Memo/Essay > Aus dem Notizbuch > Essay
Felix Philipp Ingold

Sprache als Muse und Musik
Joseph Joubert über das Melos der Dichtung

für Walter Zimmermann

Joseph Joubert – wenig bekannter Zeitgenosse Goethes, Byrons, Manzonis – ist ein Autor ohne Buch. Als er 1824 siebzigjährig starb, fanden sich in seinem Nachlass Dutzende von chronologisch vollgeschriebenen Heften, dazu zirka 20'000 Einzelblätter und ein umfangreiches Bündel disparater Schriftbögen. Ausserdem hat er zu Hunderten Briefe verfasst, viele davon als freundschaftliche Episteln, andere als Essays oder kleine Abhandlungen.

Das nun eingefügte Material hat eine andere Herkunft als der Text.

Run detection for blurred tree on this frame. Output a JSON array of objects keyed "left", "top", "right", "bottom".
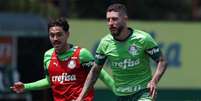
[{"left": 0, "top": 0, "right": 59, "bottom": 17}]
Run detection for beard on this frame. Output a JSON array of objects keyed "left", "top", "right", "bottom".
[{"left": 110, "top": 26, "right": 124, "bottom": 37}]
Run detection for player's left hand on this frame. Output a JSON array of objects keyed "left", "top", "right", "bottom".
[{"left": 147, "top": 80, "right": 157, "bottom": 99}]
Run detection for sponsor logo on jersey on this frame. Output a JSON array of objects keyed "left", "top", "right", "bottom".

Die Thematik seiner teils politischen, teils philosophischen Notate reicht – auf der Zeitachse zwischen der griechischen Antike und der europäischen Aufklärung – von der Frage nach Gott, nach dem Guten, nach der Moral bis hin zu Problemen der Bildkunst, der Musik, der Architektur und Literatur sowie den Umständen und Konsequenzen der Französischen Revolution.

Als selbstbewusster Generalist traut sich Joubert Ansichten und Urteile über unterschiedlichste Dinge zu, vorzugsweise über Schönheit, Schmerz, Geist, Licht, Erinnerung, Genie, Seele, Klarheit, Geschmack, Natur, Stil, Farbe, Feuer – so gut wie nie indes kommt er auf Hässlichkeit, Gewalt, Armut, Ungerechtigkeit, Verbrechen usf. zu reden: Ein militanter Optimist hält hier wider besseres Wissen an der Wunschvorstellung fest, man lebe in der besten aller Welten. Doch manche Widersprüche, Rückzieher und Hermetismen lassen vermuten, dass sich Joubert insgeheim (entgegen seiner konsequenten Forderung nach Klarheit, Wahrheit, Transparenz) auch der Schattenseiten seiner aufgeklärten Epoche und der Leerstellen seines eigenen Denkens bewusst gewesen ist.


Als aufmerksamer Sprachkritiker beobachtet und analysiert Joseph Joubert auch seine eigene Schreibarbeit, und er gewinnt daraus tiefere Einsicht in das Verhältnis von Idee, Wort und Wirklichkeit. Er fragt sich, was Sprache – zumal Literatursprache – kann und können sollte, aber auch, was ihr naturgemäss unerreichbar bleibt; seine generelle Forderung: Sprache muss «nützlich», wahrheitsgemäss und wirklichkeitstreu sein, deshalb immer klar und knapp gefasst, insgesamt hilfreich und gut.
           Auch wenn Joubert dieses zeittypische Postulat durchweg hochhält und ihm nach Möglichkeit zu entsprechen versucht, ist er keineswegs frei von sprachskeptischen Zweifeln. An einer marginalen Stelle seiner Aufzeichnungen gerät er in selbstkritisches Grübeln darüber, welchen Sinn seine eigenen Texte denn gewinnen könnten, da er sie ja unpubliziert lasse und ihnen damit jegliche «nützliche» Wirkung entziehe. Eine Antwort darauf (eine Lösung dafür) scheint er nicht gesucht zu haben, aber tatsächlich tut sich hier ein abgründiges Paradox auf: Da schreibt ein Autor mit höchster Intelligenz und Disziplin im Verlauf seines Lebens Tausende von Seiten hochkarätiger Prosa vor sich hin, wissend und wollend, dass er selbst deren einziger Leser ist – Leser und Autor in einer Person.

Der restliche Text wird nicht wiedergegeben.